Ranting isn’t something I generally do in my normal, every day life. I’m the “strong one”. The one who sucks it up and deals. I have breakdowns/meltdowns in the privacy of my bathroom.
I’ve actually managed to sit in my spot on the couch, with other people sitting in the living room, while watching television, and quietly cried to myself. No one noticed.
I’m not good with sharing my emotions face to face. I’m always afraid of the judgment, the disappointment I’m sure I’ll see cross someone’s face, being misunderstood, over explaining, etc. There are a lot of factors that come into play for me when it comes to explaining how I’m feeling and what I’m thinking.

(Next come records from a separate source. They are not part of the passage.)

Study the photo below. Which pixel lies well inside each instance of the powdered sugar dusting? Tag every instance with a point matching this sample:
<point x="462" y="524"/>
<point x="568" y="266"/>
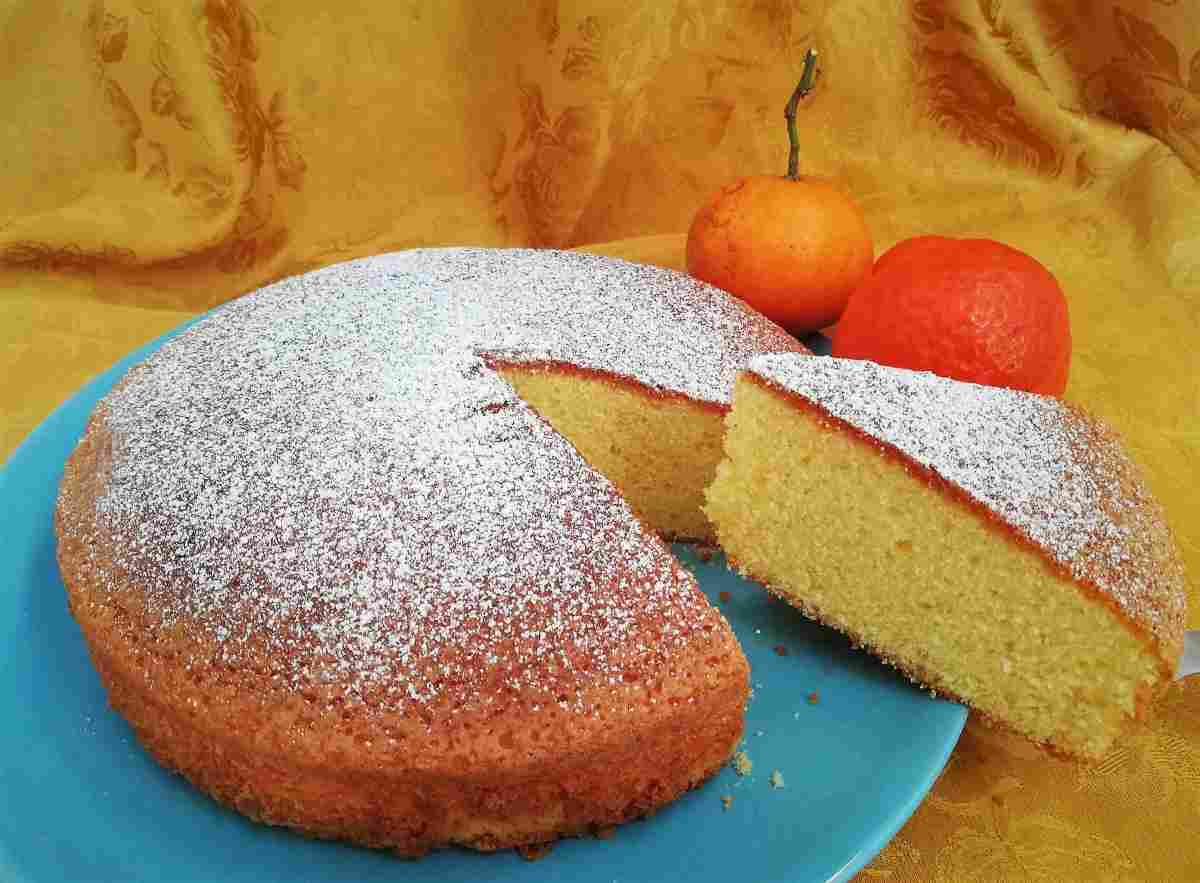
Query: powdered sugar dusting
<point x="1055" y="475"/>
<point x="328" y="468"/>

So, for the most part, I just keep it to myself.
I do okay with writing it out, sometimes. Though I do tend to ramble.
Oftentimes I think to myself, “I hate my life.” I don’t say it out loud, though, because I think it would be taken the wrong way. I don’t mean that I hate the people in my life. I don’t. I love my husband and children. They get on my nerves sometimes, sure. But I don’t hate them, not at all. I hate the situation I’m in. And it’s mostly on me, so it makes my already ever present self-loathing even worse.
For a number of years, I have made poor financial and life decisions, and I am reaping what I’ve sown. Mostly, I made poor life decisions, repeatedly, which caused one financial crisis after another. I also have a big heart, and allowed myself to be a doormat, many times, and that also added to financial woes, eventually.
In order to safely and quickly remove myself from two different abusive relationships, I agreed, in writing, to give money to my abusers. Money that I didn’t have yet in the first situation (inheritance that was eventually coming) and money to pay off his debt (in the second situation). This essentially caused an inheritance, that would have allowed me to take care of myself independently for quite sometime, to all but disappear quickly.
In the first instance, I was very young and very stupid. I signed away a significant portion of money that I didn’t even have access to yet, and had no idea of the amount yet. Do you have any idea how HARD it is to write a check to someone who has physically, mentally, and sexually abused you for over 10 years? Especially when, this is 10 years AFTER you’ve agreed to do so, when you’re older, a little wiser, and have taken the “document” to court and been told that regardless of the coercion you know you were under, it’s legally binding?
It’s fucking hard.
And I had to do it more than once. The inheritance paid out multiple times, in smallish increments here and there, dispersed and properties sold, accounts were closed, etc. I had promised him a large percentage. So, each time something dispersed, I had to write him a check. Six checks. For more than I was allowed to keep.
I will not say how much. I will only say that he was able to purchase a primary residence, a rental property, and a vehicle. Outright, no loan. And that’s just what I know about.
And fucking bragged about it.
My second ex got all of his credit card debt paid off. Debt I had no part in.
Yes, I’m bitter. Yes, I’m no longer in those situations. And for that, I’m thankful, more than I can ever express. But it’s hard.
I was able to keep enough to purchase a foreclosed property for my family that needs a lot of work. It’s been two years and it still needs work. We have two vehicles, one of which does not run at this time. The other needs work, but it does run.
We struggle, daily.
And we have struggled, for a long time. It seems like it’s never ending. I made a comment yesterday, when my husband and I drove past a little farm. “I love that barn, it’s really pretty. One day, maybe we can have something like that. A really small farm with a horse barn, some chickens, etc.” My husband said, “I’m not holding my breath.”
He used to be more positive. Now, I’m lucky if he just agrees with me. In the past, he would go with my “dream” and expand on it. Years of being beaten down, things constantly going wrong, make you want to stop dreaming.
So no, I don’t hate the people that are currently in my life, it’s the situation. And I want the situation to change so that I can hope again.
Because I’m tired of hope being lost, of hopes being dashed, but most of all, being afraid to hope.